DR. SIEMERS: I think I can be relatively brief with regard to this last key document, which again lacks the date on which the record was made and the signature; we, therefore, do not know the author of this document. It is not an official transcript; and it again pursues a special trend. Early in November, 1939, a serious difference had arisen between Hitler and the Generals because Hitler wanted to start the offensive in the West immediately, whereas the Generals were of a different opinion, and apparently hoped that the outbreak of a real world war might still be avoided. Hitler's dissatisfaction and annoyance with his Generals are clearly evident. In consequence, by repeating, as usual, his past deeds, he strives to show what he has accomplished, and also to show that he has always been in the right. It is an absolutely typical Hitler speech, corresponding to his public speeches in which he also loved to boast and to glorify himself as a genius. Hitler, after all, belonged to those people who always believe themselves in the right, and avail themselves of every opportunity to prove it. He also took the opportunity of using threats, to nip in the bud the resistance in high military circles, which had become known to him, and in this way strengthening his dictatorship. It is absolutely typical when he says in this document literally: "I shall not shrink from anything and I shall destroy everyone who is against me." This was also recognized by foreign military leaders. I draw attention for example to General Marshall's official report, which speaks about the "lack of far-reaching military planning" and about the fact that the German High Command did not have an all-embracing strategic plan, and points out in this connection that "Hitler's prestige reached the stage at which one no longer dared to oppose his views".
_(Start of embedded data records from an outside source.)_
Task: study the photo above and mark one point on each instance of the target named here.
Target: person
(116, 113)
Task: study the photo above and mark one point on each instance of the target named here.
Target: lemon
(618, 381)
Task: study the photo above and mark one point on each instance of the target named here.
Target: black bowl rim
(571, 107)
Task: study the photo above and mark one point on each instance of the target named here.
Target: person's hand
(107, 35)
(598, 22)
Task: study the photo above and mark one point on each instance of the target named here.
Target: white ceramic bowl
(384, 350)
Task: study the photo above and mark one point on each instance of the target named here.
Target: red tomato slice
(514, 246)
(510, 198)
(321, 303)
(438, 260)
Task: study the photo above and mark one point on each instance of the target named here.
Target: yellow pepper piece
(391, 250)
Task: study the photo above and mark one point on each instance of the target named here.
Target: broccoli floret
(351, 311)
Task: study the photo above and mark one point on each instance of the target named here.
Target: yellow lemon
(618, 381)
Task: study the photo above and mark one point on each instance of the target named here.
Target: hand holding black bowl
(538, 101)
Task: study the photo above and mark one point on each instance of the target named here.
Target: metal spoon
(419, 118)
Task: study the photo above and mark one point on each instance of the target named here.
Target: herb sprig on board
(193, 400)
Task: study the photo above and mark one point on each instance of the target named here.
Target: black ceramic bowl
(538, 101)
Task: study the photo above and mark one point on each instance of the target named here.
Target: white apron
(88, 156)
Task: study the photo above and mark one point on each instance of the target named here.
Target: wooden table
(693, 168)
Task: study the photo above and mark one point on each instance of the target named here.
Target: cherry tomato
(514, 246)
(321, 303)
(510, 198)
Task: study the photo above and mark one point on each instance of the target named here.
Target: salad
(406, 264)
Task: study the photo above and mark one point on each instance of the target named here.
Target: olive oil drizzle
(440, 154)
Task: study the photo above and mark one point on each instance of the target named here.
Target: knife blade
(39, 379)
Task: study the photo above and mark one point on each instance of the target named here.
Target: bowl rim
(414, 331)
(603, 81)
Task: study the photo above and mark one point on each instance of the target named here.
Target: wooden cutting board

Finally it remains to be mentioned that these last key documents date from a time when the war was already in progress, and that the military leaders cannot he blamed if in all their plannings during a war they strive to attain victory. The allies too were planning at the same time. I refer to documents Ribbentrop Exhibit No. 222 and Raeder Exhibit No. 34; the former dates from 1st September, 1939, and is a secret letter from General Gamelin to Daladier containing the basic idea that it is necessary to invade Belgium in order to wage the war outside the French frontier. The other document also deals with military plans; it is a secret letter from General Gamelin to General Lelong, military attache of the French Embassy in London, dated 13th November, 1939, and also concerns the operation which the Allies had planned in Holland and Belgium.

(The Tribunal adjourned until 17th July, 1946, at 1000 hours.)